Question Please Help - Adapt - 6 Phrases - Embedded - Can it Do It?

Hello -

I am trying to evaluate the potential for the Adapt module for our purposes. I would like to listen for a few specific phrases and parse the speech to text without a cloud connection. Those phrases are STOP, WAIT, GO, HELLO, YES, NO. That’s it.

I will have separate code that will evaluate what to do with the semantic result from those utterances (I won’t build skills with Mycroft). Is it necessary to use the cloud to evaluate this speech or can Adapt handle this on an embedded system?

Adapt is an intent parser, and farther along the stack than you want to be. It works after speech-to-text. The STT results are fed back to the intent parsers for evaluation against their expected input. By the time you’ve invoked Adapt, you’re halfway to writing a skill, even if you aren’t descending from mycroft.skill.

If you just want to actively listen for these phrases, and nothing else, you’re looking for a wake word listener, using several models. I’m no good with the listeners, so I won’t try to guide you, but you can start with the relevant section in the Mycroft docs, and people who do understand the listeners are active on Mycroft’s chat server.

This would not require a cloud connection. You’d just have the listener invoke the corresponding code on the corresponding wake word.

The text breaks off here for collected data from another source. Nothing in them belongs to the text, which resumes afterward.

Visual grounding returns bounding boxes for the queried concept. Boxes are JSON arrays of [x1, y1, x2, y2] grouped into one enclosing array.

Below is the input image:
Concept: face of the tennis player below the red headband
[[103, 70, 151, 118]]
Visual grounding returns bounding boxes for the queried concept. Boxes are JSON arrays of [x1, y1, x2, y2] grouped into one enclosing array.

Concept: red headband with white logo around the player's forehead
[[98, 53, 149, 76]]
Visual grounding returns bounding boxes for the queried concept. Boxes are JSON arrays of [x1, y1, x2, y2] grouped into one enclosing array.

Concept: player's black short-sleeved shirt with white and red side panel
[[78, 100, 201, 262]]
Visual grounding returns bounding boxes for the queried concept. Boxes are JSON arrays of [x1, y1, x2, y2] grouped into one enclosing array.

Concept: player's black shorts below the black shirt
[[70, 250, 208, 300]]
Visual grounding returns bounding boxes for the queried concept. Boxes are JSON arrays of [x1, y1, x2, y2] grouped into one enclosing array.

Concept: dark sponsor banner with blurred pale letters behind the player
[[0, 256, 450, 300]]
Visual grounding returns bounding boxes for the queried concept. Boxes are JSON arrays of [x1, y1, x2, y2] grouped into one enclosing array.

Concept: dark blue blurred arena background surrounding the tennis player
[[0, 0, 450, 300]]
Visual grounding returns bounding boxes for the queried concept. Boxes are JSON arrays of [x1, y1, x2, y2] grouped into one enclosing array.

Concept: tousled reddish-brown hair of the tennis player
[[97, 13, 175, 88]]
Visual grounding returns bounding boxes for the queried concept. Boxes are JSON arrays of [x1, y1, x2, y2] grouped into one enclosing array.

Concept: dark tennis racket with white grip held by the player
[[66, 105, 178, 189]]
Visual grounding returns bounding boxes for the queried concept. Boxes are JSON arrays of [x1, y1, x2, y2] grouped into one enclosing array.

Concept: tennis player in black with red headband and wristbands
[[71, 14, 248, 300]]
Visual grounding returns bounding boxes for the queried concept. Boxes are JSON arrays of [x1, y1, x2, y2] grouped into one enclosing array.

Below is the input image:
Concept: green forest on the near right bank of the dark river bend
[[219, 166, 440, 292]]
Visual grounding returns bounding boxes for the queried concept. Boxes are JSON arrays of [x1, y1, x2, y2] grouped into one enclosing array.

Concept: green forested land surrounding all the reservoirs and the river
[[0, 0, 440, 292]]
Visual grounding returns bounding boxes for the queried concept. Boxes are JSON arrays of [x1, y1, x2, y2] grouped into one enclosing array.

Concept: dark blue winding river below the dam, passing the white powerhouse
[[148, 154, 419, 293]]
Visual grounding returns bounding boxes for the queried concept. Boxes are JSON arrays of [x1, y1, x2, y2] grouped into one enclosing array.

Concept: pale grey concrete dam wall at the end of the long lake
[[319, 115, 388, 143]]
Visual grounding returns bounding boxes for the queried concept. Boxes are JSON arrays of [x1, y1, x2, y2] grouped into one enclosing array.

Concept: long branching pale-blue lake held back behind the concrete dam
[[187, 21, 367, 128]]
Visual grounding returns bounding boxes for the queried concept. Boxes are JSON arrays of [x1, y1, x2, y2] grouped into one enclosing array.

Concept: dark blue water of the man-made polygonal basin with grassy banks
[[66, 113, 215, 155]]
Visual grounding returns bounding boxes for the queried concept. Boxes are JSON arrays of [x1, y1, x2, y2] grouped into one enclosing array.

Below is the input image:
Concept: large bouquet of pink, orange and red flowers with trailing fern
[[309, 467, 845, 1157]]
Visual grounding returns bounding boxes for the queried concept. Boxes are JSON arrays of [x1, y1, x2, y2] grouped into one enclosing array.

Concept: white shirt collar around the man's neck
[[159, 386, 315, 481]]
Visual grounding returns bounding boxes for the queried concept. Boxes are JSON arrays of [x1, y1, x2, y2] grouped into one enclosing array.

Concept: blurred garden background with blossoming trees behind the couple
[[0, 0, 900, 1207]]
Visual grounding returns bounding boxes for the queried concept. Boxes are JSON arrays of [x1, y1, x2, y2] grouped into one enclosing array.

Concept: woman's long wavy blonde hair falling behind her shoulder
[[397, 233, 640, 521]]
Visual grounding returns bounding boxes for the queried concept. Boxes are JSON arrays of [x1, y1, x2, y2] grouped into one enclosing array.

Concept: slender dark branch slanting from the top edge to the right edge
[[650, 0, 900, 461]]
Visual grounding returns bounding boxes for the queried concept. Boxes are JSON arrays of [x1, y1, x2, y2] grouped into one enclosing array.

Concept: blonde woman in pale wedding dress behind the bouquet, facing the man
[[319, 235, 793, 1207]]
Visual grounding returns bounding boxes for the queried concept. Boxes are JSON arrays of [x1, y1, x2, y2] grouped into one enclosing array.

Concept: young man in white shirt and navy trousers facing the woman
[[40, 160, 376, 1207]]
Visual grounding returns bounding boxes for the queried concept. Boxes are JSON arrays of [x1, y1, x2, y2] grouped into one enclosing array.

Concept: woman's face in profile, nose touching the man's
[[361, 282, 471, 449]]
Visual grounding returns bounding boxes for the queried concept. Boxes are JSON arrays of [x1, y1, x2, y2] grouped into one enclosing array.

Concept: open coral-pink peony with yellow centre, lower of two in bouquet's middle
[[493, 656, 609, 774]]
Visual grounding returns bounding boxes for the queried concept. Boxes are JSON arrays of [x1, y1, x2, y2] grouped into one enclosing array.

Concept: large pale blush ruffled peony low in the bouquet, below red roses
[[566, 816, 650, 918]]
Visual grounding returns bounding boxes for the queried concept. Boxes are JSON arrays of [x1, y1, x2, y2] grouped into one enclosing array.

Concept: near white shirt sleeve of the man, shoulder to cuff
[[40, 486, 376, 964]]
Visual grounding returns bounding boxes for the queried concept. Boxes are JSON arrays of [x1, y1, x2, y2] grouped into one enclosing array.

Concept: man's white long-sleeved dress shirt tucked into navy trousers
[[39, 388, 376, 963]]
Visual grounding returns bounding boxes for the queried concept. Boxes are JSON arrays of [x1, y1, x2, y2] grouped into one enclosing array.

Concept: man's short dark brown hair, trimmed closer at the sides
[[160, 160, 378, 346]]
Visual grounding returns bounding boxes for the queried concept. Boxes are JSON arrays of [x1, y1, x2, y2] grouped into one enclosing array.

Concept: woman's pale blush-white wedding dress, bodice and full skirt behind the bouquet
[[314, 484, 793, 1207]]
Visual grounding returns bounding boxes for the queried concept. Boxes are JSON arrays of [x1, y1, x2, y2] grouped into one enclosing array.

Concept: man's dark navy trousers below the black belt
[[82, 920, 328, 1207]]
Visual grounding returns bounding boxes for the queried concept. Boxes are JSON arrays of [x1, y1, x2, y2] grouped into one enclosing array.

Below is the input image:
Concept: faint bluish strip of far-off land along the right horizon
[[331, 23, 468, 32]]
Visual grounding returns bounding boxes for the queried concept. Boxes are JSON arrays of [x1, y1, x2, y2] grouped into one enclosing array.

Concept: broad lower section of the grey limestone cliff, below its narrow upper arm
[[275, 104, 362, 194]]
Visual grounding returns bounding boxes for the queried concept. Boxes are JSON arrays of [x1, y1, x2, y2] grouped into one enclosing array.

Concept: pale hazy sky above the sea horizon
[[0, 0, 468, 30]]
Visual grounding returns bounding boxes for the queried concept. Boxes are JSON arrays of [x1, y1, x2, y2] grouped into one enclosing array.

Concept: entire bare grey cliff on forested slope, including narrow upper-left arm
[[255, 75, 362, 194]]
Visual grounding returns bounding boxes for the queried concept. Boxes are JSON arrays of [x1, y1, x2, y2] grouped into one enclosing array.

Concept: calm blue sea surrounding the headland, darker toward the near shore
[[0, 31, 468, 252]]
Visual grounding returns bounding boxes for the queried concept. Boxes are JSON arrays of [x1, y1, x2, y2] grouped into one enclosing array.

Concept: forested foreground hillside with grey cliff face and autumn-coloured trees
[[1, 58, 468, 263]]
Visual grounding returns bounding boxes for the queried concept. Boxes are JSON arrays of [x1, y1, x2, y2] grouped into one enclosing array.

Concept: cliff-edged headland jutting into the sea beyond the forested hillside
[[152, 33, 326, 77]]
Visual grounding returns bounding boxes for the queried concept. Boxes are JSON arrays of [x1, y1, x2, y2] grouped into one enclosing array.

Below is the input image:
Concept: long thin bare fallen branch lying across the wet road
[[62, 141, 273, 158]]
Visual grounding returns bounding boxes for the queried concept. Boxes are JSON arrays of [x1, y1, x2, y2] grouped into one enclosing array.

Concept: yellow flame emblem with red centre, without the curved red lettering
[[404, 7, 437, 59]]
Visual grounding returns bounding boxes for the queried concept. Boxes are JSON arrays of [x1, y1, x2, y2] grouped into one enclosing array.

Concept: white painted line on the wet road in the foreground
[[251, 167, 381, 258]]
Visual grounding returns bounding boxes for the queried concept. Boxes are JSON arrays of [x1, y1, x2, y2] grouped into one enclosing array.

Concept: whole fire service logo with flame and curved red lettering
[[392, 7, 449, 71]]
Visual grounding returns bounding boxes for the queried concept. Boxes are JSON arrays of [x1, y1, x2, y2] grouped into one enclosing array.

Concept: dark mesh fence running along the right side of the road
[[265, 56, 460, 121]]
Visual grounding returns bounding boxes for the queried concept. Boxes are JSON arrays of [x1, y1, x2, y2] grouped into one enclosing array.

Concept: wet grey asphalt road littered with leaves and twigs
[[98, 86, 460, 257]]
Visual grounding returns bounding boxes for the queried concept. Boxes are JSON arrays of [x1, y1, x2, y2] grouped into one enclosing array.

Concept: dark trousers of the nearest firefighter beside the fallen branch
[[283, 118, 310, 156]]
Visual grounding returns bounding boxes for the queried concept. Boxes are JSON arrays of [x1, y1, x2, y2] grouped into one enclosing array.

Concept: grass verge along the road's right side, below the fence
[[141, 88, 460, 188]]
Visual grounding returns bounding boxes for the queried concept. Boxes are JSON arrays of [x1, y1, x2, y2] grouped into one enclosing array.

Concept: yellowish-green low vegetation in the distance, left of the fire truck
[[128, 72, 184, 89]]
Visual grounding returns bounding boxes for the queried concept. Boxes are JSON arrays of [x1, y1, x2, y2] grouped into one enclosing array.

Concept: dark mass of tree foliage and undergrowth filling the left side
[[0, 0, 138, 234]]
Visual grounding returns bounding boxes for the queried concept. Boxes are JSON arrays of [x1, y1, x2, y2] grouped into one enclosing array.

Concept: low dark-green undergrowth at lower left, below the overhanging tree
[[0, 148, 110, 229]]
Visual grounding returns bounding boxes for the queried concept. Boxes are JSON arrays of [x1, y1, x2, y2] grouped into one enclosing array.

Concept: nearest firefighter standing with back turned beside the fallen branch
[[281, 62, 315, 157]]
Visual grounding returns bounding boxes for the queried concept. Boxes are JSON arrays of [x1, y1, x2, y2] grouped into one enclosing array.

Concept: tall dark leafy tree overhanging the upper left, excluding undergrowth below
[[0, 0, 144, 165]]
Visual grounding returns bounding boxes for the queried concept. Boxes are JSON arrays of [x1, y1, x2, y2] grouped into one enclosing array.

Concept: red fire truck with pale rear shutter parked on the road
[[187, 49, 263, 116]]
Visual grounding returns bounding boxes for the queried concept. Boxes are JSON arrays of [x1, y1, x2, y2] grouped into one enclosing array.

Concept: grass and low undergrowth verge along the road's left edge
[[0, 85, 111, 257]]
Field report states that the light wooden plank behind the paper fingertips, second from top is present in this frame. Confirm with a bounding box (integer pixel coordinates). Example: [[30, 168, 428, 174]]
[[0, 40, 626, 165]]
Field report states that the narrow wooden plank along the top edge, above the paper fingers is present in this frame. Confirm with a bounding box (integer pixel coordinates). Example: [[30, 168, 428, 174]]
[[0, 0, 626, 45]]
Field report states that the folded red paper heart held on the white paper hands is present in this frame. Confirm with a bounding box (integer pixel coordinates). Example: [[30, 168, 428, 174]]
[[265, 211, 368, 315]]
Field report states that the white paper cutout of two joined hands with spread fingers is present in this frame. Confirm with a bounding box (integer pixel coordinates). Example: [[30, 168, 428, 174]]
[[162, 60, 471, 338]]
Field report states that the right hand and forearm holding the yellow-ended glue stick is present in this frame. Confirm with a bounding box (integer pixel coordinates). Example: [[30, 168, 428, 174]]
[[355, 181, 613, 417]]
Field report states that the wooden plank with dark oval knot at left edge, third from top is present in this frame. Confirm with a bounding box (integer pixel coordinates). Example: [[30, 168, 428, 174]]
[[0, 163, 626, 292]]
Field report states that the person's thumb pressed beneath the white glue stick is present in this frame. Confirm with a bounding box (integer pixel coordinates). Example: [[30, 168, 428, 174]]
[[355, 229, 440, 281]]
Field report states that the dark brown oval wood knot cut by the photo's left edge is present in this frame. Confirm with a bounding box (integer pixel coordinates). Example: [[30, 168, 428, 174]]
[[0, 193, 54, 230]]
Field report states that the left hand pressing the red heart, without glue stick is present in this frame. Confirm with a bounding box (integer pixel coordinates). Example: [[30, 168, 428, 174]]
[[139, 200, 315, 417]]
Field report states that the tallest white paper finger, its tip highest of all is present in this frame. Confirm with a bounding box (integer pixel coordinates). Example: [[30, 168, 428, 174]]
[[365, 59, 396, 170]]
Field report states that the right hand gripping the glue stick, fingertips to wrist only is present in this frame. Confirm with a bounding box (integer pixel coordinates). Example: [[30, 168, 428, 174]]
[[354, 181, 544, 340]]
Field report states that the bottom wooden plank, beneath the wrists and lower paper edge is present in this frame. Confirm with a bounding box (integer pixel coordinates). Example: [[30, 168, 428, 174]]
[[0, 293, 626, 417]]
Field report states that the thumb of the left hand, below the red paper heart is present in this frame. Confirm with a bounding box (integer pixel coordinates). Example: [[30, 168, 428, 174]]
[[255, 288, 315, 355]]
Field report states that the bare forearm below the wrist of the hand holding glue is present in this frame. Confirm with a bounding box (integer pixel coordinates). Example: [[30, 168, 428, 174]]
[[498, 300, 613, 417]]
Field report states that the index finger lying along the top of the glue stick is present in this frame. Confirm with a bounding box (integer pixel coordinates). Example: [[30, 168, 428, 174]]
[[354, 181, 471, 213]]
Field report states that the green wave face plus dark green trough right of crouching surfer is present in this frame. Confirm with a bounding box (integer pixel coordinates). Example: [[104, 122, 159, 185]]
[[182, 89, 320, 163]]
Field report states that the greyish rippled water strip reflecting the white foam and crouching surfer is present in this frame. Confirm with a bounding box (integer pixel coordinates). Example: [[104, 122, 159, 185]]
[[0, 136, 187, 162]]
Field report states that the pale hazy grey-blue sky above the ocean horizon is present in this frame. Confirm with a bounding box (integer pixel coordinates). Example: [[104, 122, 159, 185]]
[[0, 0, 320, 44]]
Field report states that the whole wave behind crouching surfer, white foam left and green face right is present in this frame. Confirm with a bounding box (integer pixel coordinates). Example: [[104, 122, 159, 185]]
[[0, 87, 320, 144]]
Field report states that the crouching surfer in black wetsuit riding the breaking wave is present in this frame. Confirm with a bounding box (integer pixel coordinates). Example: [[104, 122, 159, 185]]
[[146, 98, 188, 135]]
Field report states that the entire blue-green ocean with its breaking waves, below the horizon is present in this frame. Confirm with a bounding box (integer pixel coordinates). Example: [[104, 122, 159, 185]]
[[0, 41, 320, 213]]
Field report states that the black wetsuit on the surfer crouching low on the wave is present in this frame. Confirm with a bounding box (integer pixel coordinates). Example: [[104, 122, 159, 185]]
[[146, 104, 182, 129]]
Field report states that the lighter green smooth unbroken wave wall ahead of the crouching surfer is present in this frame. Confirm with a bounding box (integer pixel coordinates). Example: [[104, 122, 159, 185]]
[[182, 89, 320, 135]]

If you want to activate it with a button or a separate wake word, and then have it respond to one of those words, you’ll need to run the audio through some kind of STT. Some can be run locally, or LAN-hosted. Others use the cloud. Also not my area of expertise, but same deal: the docs have pointers, and people who understand the various STT engines are active in chat.

1 Like

Kaldi-Spotter might be worth a look for this use-case